A. Immunoblot analysis of p53 expression level in CaSki cells treated with the indicated concentration of RAMB1 over a period of 8 hours. Equal loading is each lane was verified by amido black staining. B. Top left panel: Immunoblot analysis of cyclin D1 expression level in CaSki cells with or without 10 µM RAMB1 for a period up to 8 hours. Protein loading was examined using an antibody against β-actin. Top right panel: Quantification of the cyclin D1/β-actin ratio. Bottom left panel: Immunoblot analysis of cyclin D1 expression level in CaSki cells with or without RAMB1, at the indicated concentration for a period of 8 hours. Equal protein loading in each lane was verified by using an antibody against β-actin. Bottom right panel: Quantification of the cyclin D1/β-actin ratio. C. Left panel. HeLa cells were treated with 10 µM of RAMB1 for 8 hours and analyzed by flow cytometry after staining for annexin V binding and 7-AAD incorporation. Middle panel: Immunoblot analysis of full length and cleaved PARP in HeLa cells treated 10 µM of RAMBs over a period of 8 hours. Protein loading was assessed using an antibody against β-actin. Right panel: Quantification of cleaved PARP/β-actin ratio.

Figure 8. RAMB1 treatment prevents anchorage-dependent colony formation and synergizes with Chloroquine to kill cervical cancer cells.

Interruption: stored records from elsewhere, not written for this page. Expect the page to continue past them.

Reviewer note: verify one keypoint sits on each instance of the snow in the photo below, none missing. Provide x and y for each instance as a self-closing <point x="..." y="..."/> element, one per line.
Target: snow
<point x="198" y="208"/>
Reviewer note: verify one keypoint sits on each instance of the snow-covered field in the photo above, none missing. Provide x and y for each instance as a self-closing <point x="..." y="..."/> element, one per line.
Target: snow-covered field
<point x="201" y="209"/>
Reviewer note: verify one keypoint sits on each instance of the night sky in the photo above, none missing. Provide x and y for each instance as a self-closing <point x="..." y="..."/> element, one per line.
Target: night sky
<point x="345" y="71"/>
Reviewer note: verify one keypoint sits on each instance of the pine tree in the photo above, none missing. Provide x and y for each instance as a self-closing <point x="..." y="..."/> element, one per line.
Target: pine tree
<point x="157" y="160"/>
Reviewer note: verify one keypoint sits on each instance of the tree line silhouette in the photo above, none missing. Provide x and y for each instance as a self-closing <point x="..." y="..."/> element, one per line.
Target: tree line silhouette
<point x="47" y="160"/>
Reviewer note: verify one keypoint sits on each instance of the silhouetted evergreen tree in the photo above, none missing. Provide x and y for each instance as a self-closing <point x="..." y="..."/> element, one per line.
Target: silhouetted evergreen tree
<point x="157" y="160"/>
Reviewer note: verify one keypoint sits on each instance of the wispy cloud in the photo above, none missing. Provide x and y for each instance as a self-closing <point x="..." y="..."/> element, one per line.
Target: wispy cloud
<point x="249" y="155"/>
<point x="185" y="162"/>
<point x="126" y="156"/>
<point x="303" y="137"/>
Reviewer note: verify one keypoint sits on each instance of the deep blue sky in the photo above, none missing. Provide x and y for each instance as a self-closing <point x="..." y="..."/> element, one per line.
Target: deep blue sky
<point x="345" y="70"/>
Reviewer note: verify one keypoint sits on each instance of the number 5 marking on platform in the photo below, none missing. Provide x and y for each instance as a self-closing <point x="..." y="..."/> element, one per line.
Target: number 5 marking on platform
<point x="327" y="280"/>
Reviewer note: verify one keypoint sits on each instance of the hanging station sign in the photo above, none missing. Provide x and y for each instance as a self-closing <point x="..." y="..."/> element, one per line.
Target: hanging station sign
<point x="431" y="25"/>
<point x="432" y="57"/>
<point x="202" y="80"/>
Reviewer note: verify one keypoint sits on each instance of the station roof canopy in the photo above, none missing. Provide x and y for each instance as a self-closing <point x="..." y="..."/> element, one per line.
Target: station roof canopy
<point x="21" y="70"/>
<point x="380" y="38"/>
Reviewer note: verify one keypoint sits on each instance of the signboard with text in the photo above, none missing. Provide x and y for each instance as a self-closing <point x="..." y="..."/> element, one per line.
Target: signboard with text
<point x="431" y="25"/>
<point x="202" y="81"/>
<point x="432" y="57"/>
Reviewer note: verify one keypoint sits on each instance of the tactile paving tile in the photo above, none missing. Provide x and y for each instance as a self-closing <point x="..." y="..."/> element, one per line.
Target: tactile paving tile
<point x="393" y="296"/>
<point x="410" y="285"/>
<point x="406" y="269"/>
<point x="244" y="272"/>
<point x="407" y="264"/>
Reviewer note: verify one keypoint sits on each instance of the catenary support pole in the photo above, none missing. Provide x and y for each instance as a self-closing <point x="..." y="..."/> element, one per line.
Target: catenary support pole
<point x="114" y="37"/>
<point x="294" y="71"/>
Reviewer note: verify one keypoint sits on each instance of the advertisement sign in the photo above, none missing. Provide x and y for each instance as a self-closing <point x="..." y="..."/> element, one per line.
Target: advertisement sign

A. Equal numbers of SiHa and Caski cells (10³) were seeded into 6-wells plastic dishes and treated with or without RAMB1 at the indicated concentrations over a period of 10 days. Colonies were visualized by crystal violet staining. B. Left panel: Quantification of colony number in mock versus RAMB1 treated HeLa cells. Middle panel: Quantification of colony size in mock versus RAMB1 treated cervical cancer cells. Right panel: Representative experiment of HeLa cells (10²) which were seeded into 6-wells plastic dishes and treated with or without RAMB1 at the indicated concentration over a period of 10 days. Colonies were visualized by crystal violet staining and manually counted using an inverted microscope. Inserts: Representative example of colony size in mock versus RAMB1-treated cells. Middle panel: Quantification of colony number. Right panel: Quantification of colony size, representative of three independent experiments. **, P<0.02. C. CaSki cells were treated with checkerboard dilution series of RAMB1 and Chloroquine over a period of 24 hours. Cell viability was measured by XTT assay and calculated as percent of control untreated cultures. Synergy is expressed as combination index (CI).